Mayor de Blasio and ‘the Jewish community’

The mayor's angry tweet raises the question of whether there actually is a Jewish community.

Hundreds of mourners gather in the Brooklyn borough of New York, Tuesday, April 28, 2020, to observe a funeral for Rabbi Chaim Mertz, a Hasidic Orthodox leader whose death was reportedly tied to the coronavirus. The stress of the coronavirus' toll on New York City's Orthodox Jews was brought to the fore after Mayor Bill de Blasio chastised

(RNS) — Jews went a little bit nuts this week.

Not because two and a half thousand of us turned out for a funeral at the epicenter of this country’s coronavirus pandemic but because after the cops broke things up New York Mayor Bill de Blasio tweeted:

“My message to the Jewish community, and all communities, is this simple: the time for warnings has passed. I have instructed the NYPD to proceed immediately to summons or even arrest those who gather in large groups. This is about stopping this disease and saving lives. Period.”


Whereupon the Twitterverse exploded.

“Hey @NYCMayor,” tweeted ADL president Jonathan Greenblatt, “there are 1mil+ Jewish people in #NYC. The few who don’t social distance should be called out — but generalizing against the whole population is outrageous especially when so many are scapegoating Jews. This erodes the very unity our city needs now more than ever.”

“This has to be a joke,” tweeted New York City Councilman Chaim Deutsch, a Brooklyn Democrat who is an Orthodox Jew. He added, “Every neighborhood has people who are being non-compliant. To speak to an entire ethnic group as though we are all flagrantly violating precautions is offensive, it’s stereotyping, and it’s inviting anti-Semitism. I’m truly stunned.”

“So, as has been true with moral ciphers from time immemorial, you decided to seek your jollies by attacking Jews,” wrote John Podhoretz in the “New York Post.”

New York City Mayor Bill de Blasio. (AP Photo/Frank Franklin II, File)

Really?

An old (Jewish) friend of mine likes to say that Jews consider any statement by a non-Jew that begins with the words “Jews are” to be anti-Semitic if it’s not followed by something like “a community that puts a high value on learning and supporting the arts.” In other words, just about whenever a gentile lumps us all together it’s (for historically understandable reasons) a trigger — one that de Blasio certainly pulled.

But there’s more to it than that.

Addressing what happened in the Williamsburg section of Brooklyn Tuesday by sending a message to the Jewish community is, let us say, problematic. The funeral in question was for a leading rabbi of the Satmar Hasidic sect of what are usually called “ultra-Orthodox” Jews but more accurately referred to as Haredim (i.e. “tremblers” before God).

As my RNS colleague Reform Rabbi Jeffrey Salkin notes, Haredim have no use for his kind of Judaism — or, indeed, for the Judaism of the vast majority of American Jews (from whom there is no shortage of antipathy that flows the other way). And the various Haredi sects often have no use of each other. The Satmars themselves remain bitterly divided after a dynastic schism a decade and a half ago.

The deceased rabbi, Chaim Mertz, was revered by both sides of that schism, so it would have been OK for de Blasio to issue his message to “the Satmar community” — or to “the Haredi community” — with whose various sects he has long enjoyed a good relationship, and who have been especially hard hit by COVID-19. As it is, what he did was comparable to responding to a gathering of the St. Pius X Society of ultra-Orthodox Catholics by tweeting a warning message to “the Christian community, and all communities.”

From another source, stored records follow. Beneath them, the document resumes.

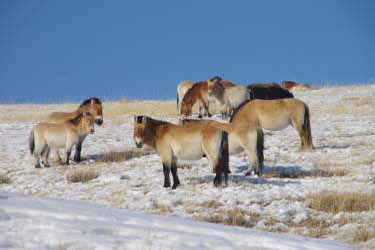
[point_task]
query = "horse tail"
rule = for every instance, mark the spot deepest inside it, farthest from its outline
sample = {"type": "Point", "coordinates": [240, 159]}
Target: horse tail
{"type": "Point", "coordinates": [32, 142]}
{"type": "Point", "coordinates": [307, 127]}
{"type": "Point", "coordinates": [260, 148]}
{"type": "Point", "coordinates": [177, 101]}
{"type": "Point", "coordinates": [224, 155]}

But there’s more to it than that. 

According to reporting in the “Forward,” during New York’s coronavirus crisis authorities have tended to look the other way when Haredi Jews have violated the city’s injunction, issued on March 22, that faith leaders “not hold any in-person services either indoors or outdoors.” Indeed, it seems the cops had devised a plan with the Satmars for a modest funeral procession for Rabbi Mertz.

Under the circumstances, it is telling that Mertz’s small synagogue issued a statement expressing understanding of the mayor’s “frustration” and apologizing that the procession resulted in such chaos. “It also hurts that this led to singling out the Jewish community, and for that we apologize to all Jewish people,” it read.

So maybe there is such a thing as the Jewish community.